Do You Know?

On Saturday was the University of Toronto Aerospace Team (UTAT) Space Systems Division’s Preliminary Design Review.  It was a six hour day where each subsystem presented their piece of the project and slowly the image of the fully designed satellite came together.  I didn’t present but I have a part in that project too - more on that later.

So we're trying to put a satellite in space.

Immediately it's important to note that satellites are not as hard to put in space as they used to be. As such a team of forty-or-so students can (with a little base knowhow, good management, and a lot of time) put together something reasonably space worthy. Of course this is still a monstrous task, but standardization and process iteration can enable almost anyone to do anything. In fact our Space Systems Division has done it before.  Nevermind that the prototype they built was a few tenths of a millimeter too wide.  That wasn’t anything a few hours of dremeling in a hotel room couldn’t resolve. The point is, they had a satellite.  It just never left the earth.

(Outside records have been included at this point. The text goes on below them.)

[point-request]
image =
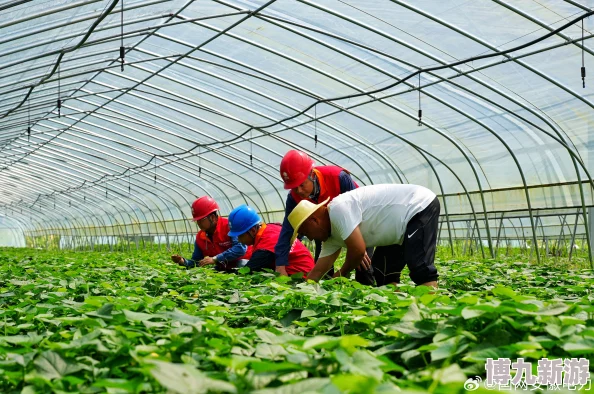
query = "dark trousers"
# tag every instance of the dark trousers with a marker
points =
(417, 250)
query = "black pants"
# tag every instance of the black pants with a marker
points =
(365, 277)
(417, 250)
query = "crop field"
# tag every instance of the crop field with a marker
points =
(137, 323)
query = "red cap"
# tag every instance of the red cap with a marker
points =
(203, 207)
(295, 168)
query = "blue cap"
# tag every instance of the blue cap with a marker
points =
(242, 219)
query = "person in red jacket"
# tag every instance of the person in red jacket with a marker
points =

The thing is, for students, space is prohibitively expensive.

That’s where I come in.  As the Business Development Director at UTAT I help make sure the money doesn’t run out, or, in this case, make sure that it can come in.  To fund this project we’re asking the students of UofT to pay a small amount each year.  It’s effectively democratic crowdsourcing.  You vote for the fee and the majority rules.  

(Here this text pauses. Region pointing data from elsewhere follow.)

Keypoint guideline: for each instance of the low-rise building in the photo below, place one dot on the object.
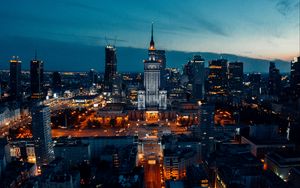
(281, 163)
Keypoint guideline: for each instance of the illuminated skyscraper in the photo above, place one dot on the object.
(37, 78)
(15, 78)
(295, 76)
(274, 83)
(41, 132)
(206, 120)
(56, 82)
(152, 95)
(217, 78)
(110, 66)
(197, 80)
(235, 77)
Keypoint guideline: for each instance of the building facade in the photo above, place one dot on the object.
(41, 132)
(15, 78)
(152, 96)
(110, 66)
(36, 78)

I've spent the last few weeks developing a campaign to support that effort. The poster is a piece of that campaign.  And in the past few weeks we’ve been winning small victories. Just one more hurdle--the vote--and we’ll be home-free.  But as the day we’re fully funded draws nearer I find myself wondering how my contribution compares to the contributions of the subsystems.  

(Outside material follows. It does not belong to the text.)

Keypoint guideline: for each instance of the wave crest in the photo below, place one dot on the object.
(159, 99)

Every part is integral to the project.  Without the structures team the satellite is just a pile of wires.  Without the thermal team the whole thing will either burn or freeze in space.  Without the biology team rather than doing science it’s just a box that can surf the internet. Similarly, without funding, it doesn’t go into space.  But whereas the subsystems each are doing real engineering and science, I’m not.  Without funding they still have a satellite, but without a satellite the project’s nothing at all.  

For the cost of a cup of coffee for every student, I alone could launch a masonry brick into space.  But with the Space Systems team, we can do something really special.